L’OIT met en garde contre le fossé qui se creuse entre les peuples et les dirigeants politiques

Le Directeur général de l’OIT, Juan Somavia, a mis en garde contre le «fossé grandissant entre les peuples et les dirigeants politiques». Il a tenu ces propos devant les jeunes hommes et femmes rassemblés pour l’inauguration du Forum sur l’emploi des jeunes à Genève.

Actualité | 23 mai 2012
GENÈVE (Nouvelles de l’OIT) – Beaucoup de gens disent: «Vous ne prenez pas en compte ma situation», a rapporté M. Somavia. «C’est particulièrement vrai dans le cas des jeunes qui expriment souvent ce sentiment: D’accord, vous parlez de nos problèmes mais nous ne sommes pas présents, nous ne sommes pas associés au processus», ajoute-t-il.

Juan Somavia, a aussi signalé la montée du mécontentement qu’engendre la gestion de la crise mondiale en Europe, tout en saluant les pays en développement qui ont suivi une voie différente et ont pu développer leur protection sociale.

«Ce mécontentement alimente aujourd’hui une réaction à l’échelle mondiale», constate M. Somavia.

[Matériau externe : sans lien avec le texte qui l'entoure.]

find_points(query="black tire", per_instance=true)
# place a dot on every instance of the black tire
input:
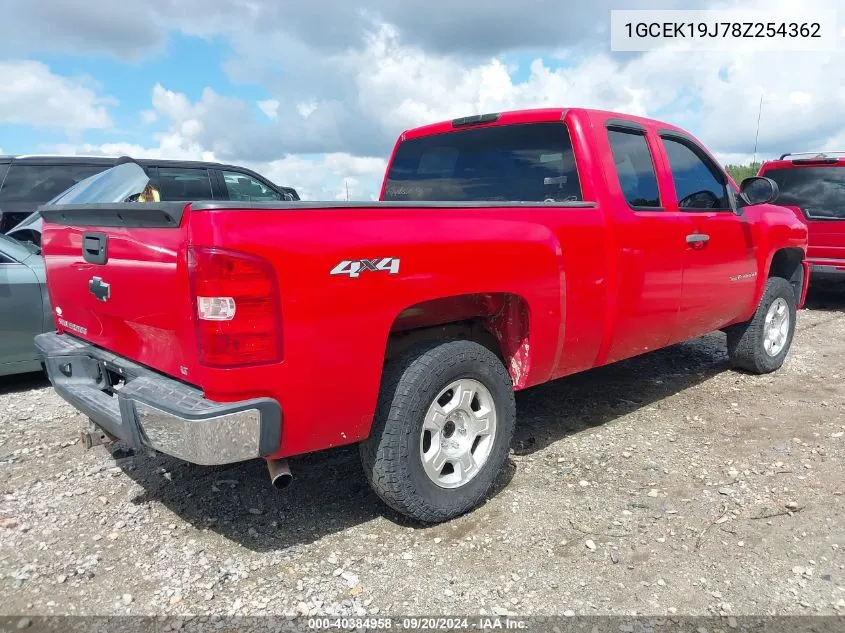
(391, 455)
(746, 340)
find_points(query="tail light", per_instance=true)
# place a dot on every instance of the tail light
(235, 300)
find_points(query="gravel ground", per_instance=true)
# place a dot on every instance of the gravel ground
(664, 484)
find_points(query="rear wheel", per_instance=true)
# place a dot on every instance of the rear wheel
(442, 431)
(760, 345)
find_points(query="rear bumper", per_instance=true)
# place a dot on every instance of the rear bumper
(154, 411)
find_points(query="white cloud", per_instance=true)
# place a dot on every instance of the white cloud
(270, 107)
(336, 105)
(30, 94)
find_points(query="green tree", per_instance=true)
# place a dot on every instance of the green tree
(741, 172)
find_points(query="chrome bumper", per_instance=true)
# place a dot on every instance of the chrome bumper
(151, 410)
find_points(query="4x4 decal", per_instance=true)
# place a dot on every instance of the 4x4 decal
(355, 268)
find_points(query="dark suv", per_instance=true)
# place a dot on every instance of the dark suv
(29, 181)
(813, 185)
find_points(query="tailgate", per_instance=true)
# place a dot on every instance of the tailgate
(117, 278)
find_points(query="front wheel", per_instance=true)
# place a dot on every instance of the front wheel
(442, 430)
(761, 344)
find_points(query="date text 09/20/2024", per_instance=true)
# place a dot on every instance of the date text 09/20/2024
(485, 623)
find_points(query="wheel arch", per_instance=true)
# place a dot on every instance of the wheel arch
(500, 321)
(788, 263)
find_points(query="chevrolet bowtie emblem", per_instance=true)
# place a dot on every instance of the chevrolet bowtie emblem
(99, 288)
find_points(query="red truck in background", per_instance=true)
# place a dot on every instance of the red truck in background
(506, 250)
(813, 185)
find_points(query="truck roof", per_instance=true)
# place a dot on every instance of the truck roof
(533, 115)
(805, 159)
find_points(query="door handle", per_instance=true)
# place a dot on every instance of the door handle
(95, 247)
(697, 238)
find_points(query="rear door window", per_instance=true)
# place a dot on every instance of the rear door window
(243, 187)
(635, 169)
(697, 183)
(818, 191)
(531, 162)
(41, 183)
(184, 184)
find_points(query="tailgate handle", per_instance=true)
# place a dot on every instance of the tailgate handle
(95, 247)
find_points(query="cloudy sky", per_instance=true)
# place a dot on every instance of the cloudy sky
(313, 93)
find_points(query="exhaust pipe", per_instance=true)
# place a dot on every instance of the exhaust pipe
(280, 475)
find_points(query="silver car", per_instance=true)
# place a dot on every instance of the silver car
(24, 305)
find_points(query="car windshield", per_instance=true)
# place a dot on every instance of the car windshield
(818, 191)
(121, 183)
(40, 183)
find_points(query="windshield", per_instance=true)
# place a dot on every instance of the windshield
(39, 183)
(122, 183)
(527, 163)
(818, 191)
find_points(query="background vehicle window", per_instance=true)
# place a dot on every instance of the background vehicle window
(243, 187)
(184, 183)
(528, 163)
(40, 183)
(818, 191)
(635, 168)
(696, 185)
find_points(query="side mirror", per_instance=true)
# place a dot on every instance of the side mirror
(757, 190)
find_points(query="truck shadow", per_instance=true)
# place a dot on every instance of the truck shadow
(550, 412)
(329, 493)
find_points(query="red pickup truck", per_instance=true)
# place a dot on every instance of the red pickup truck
(813, 185)
(507, 250)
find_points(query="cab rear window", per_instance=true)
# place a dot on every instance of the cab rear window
(531, 162)
(818, 191)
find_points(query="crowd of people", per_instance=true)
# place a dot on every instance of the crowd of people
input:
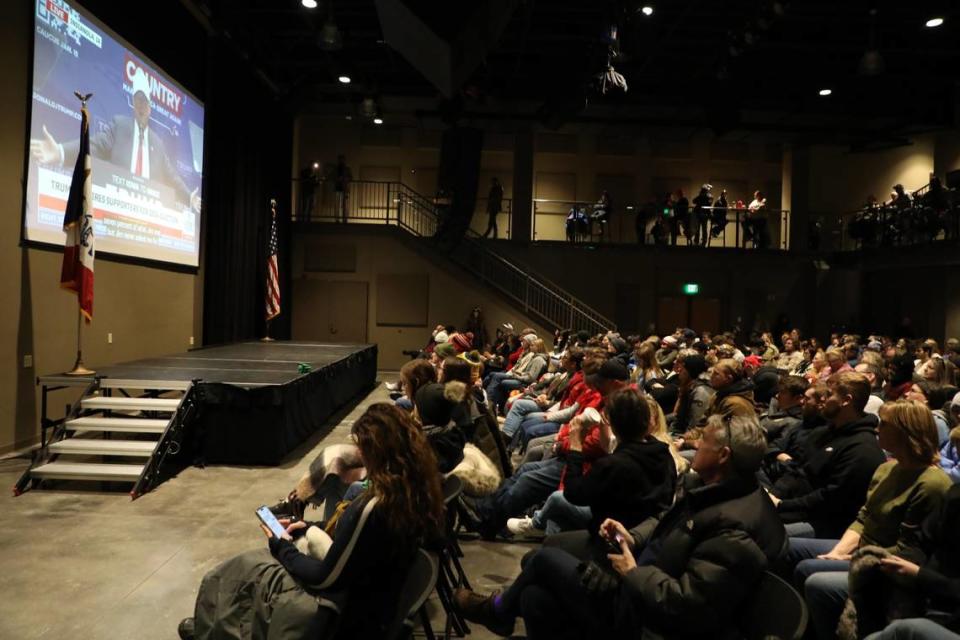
(658, 477)
(663, 220)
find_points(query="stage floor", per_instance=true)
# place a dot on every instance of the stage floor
(245, 364)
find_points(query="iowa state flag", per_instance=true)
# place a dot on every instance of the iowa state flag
(77, 270)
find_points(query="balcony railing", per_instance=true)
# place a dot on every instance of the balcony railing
(395, 204)
(553, 220)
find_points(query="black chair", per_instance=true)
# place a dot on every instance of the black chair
(776, 610)
(419, 584)
(452, 574)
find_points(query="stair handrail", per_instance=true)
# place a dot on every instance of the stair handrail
(167, 444)
(425, 207)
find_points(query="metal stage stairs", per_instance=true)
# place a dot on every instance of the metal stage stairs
(110, 435)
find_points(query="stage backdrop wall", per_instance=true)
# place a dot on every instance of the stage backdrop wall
(147, 311)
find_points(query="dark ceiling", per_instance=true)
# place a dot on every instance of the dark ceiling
(750, 64)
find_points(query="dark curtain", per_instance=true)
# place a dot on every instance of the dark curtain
(249, 137)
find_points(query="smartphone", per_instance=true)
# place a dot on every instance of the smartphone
(270, 521)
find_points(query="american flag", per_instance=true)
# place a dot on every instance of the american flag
(76, 272)
(273, 271)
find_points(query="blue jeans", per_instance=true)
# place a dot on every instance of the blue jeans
(531, 484)
(522, 409)
(826, 593)
(559, 514)
(531, 429)
(914, 629)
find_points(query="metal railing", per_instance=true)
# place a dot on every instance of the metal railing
(396, 204)
(885, 227)
(572, 221)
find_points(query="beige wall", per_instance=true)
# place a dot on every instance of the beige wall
(569, 165)
(148, 311)
(841, 181)
(451, 296)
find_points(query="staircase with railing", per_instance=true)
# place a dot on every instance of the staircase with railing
(396, 204)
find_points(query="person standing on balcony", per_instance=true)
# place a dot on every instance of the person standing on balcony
(342, 177)
(494, 206)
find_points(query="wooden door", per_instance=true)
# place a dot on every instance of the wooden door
(330, 311)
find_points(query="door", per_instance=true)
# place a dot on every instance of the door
(330, 311)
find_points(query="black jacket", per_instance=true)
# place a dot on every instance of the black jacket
(631, 484)
(711, 550)
(777, 424)
(829, 488)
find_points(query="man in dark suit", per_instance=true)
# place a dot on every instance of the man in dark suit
(126, 142)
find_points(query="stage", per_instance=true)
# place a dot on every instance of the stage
(253, 404)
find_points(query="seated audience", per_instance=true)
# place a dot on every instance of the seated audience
(631, 484)
(903, 493)
(694, 392)
(539, 400)
(535, 481)
(275, 593)
(686, 574)
(789, 412)
(931, 588)
(821, 496)
(527, 370)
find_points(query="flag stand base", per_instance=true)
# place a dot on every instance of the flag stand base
(79, 369)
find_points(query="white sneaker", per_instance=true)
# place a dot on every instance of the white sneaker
(523, 527)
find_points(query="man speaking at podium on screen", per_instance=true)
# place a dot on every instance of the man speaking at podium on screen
(126, 142)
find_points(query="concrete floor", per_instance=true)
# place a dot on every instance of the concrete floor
(83, 563)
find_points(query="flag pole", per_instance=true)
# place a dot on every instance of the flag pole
(273, 231)
(78, 368)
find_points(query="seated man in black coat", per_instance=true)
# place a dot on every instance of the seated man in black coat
(687, 574)
(821, 497)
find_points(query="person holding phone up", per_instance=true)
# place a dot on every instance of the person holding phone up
(682, 575)
(275, 593)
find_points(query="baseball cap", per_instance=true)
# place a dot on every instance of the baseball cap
(612, 369)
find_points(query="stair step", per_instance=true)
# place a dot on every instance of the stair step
(131, 404)
(126, 425)
(87, 471)
(147, 385)
(98, 447)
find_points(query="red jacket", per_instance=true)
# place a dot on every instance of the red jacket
(591, 448)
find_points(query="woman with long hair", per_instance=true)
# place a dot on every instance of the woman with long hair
(275, 593)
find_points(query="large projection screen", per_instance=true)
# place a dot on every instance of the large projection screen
(146, 141)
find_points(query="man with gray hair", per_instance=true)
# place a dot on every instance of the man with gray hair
(684, 574)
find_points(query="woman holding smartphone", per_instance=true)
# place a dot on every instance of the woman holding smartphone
(275, 593)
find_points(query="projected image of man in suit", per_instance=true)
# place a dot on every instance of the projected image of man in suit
(126, 142)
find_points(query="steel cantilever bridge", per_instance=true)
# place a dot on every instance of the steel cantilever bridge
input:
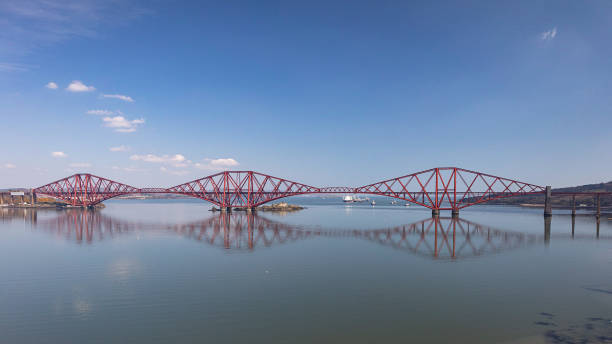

«De nombreux pays européens sont bloqués dans une 'récession engendrée par l’austérité' et considèrent la crise d’un point de vue strictement financier, alors que l’opinion publique demande: Et nous? Nous payons le coût d’une crise dont nous ne sommes en aucun cas responsables», ajoute-t-il.
Le mécontentement alimente une réaction mondiale»
J. Somavia


A l’inverse, de nombreux pays en développement «sont sortis plus vite de la crise et avec des politiques différentes de celles menées dans les pays développés qui sont toujours enlisés dans la crise», a indiqué M. Somavia. Ces pays se sont occupés de leur endettement il y a des années de cela et n’ont pas eu besoin d’emprunter auprès du FMI pour faire face à la dernière crise économique mondiale.

«Ils ont réussi à mettre en place des politiques grâce auxquelles ils ont augmenté le salaire minimum, ils ont étendu la protection sociale, ils ont fait beaucoup de choses qui n’auraient pas été possibles» s’ils avaient suivi les mêmes politiques qu’applique actuellement l’Europe.

M. Somavia a salué les jeunes gens du Forum qui «essaient de faire évoluer la société dans la bonne direction», relevant que la tâche n’est pas aisée.

«Est-ce que cela vaut la peine ? Est-ce que les choses avancent? Est-ce que nous les changeons vraiment? Ce militantisme est-il utile? Laissez-moi vous dire. La réponse est oui, trois fois oui.»

Le Forum pour l’emploi des jeunes (www.ilo.org/yef) rassemble une centaine de jeunes hommes et femmes engagés dans la promotion du travail décent pour les jeunes, notamment des entrepreneurs, des syndicalistes et des militants d’organisations de jeunesse.

Une petite délégation restera sur place pour assister à la session annuelle de la Conférence internationale du Travail où la crise de l’emploi des jeunes figure en bonne place parmi les grands thèmes de discussion. Plus de 5 000 délégués gouvernementaux, employeurs et travailleurs des 184 Etats Membres de l’OIT devraient participer à la Conférence qui se déroulera du 30 mai au 15 juin.

Le chômage des jeunes dans le monde reste bloqué au niveau record atteint pendant la crise, avec 75 millions de jeunes gens aujourd’hui sans emploi.